Nel frattempo, ripete L.A., noi, operatori della sanità, continuiamo a fare quello che facciamo sempre, anche se adesso non siamo più eroi, angeli o qualunque altro titolo onorifico.

L’ultimo paziente della prima ondata è stato dimesso, dal nostro reparto, il 30 giugno scorso.

Non siamo più COVID free,ma poco importa. Spero che tutto ciò che è stato non si ripeta, ovviamente, ma nessuno ne può avere la certezza, e chi afferma il contrario a mio parere è un bugiardo clamoroso.
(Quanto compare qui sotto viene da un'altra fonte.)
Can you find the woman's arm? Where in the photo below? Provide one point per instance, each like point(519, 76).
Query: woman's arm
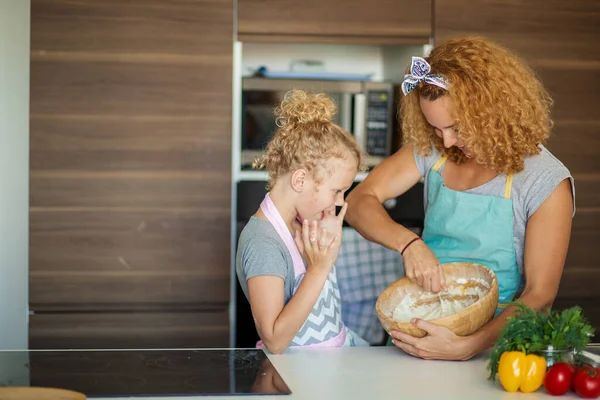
point(546, 244)
point(390, 179)
point(366, 214)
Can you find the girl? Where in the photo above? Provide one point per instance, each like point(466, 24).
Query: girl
point(290, 281)
point(475, 120)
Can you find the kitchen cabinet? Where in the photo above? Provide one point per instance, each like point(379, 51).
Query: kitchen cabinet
point(560, 41)
point(130, 173)
point(336, 21)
Su questo virus si sa molto poco, continua sempre L.A., e quel poco che sappiamo lo abbiamo imparato strada facendo e lo abbiamo pagato quasi 35000 (trentacinquemila) morti. Col senno di poi è facile parlare, soprattutto da parte di chi non era nei reparti a febbraio, marzo ed aprile. Ciò che abbiamo visto e vissuto in quel periodo non è spiegabile a parole. Solo chi c’era può capire: prima di tutto i pazienti (quelli che sono riusciti a sopravvivere), poi gli operatori sanitari e i parenti dei pazienti per quello che hanno passato, i lunghi periodi senza vedere i loro cari, le attese notturne di una telefonata che, per fortuna, nella maggior parte dei casi non è avvenuta.

Solo questi possono capire cosa è stato il COVID, tutti gli altri parlano per sentito dire o ripetono quello che stava scritto sui giornali o che ha ripetuto fino alla noia la TV.

Fa tristezza e rabbia allo stesso tempo che persone che non hanno la minima cognizione di causa si mettano a pontificare, a esprimere giudizi, a incolpare questo o quell’altro di crimini non meglio precisati. Tali personaggi farebbero meglio a tacere,a mio modo di vedere.

La stragrande maggioranza delle persone, conclude L.A., non si rende conto che il mondo sta vivendo un evento che resterà nei libri di storia, nel bene e nel male. Essere qui a scrivere questo post per me significa che sono riuscito a sopravvivere per raccontarlo, e per me è un fatto che a marzo non era scontato per niente. Ah, per informazione, io il COVID l’ho beccato (come molti altri colleghi), ho gli anticorpi ma non ho mai avuto sintomi. Ma, a dirla tutta, non mi sento affatto tranquillo anche se gli esami dicono che in teoria sarei immune. Proprio per il fatto che non sappiamo nulla su questo simpatico virus, e non ci sarà nessun professore che mi farà cambiare idea.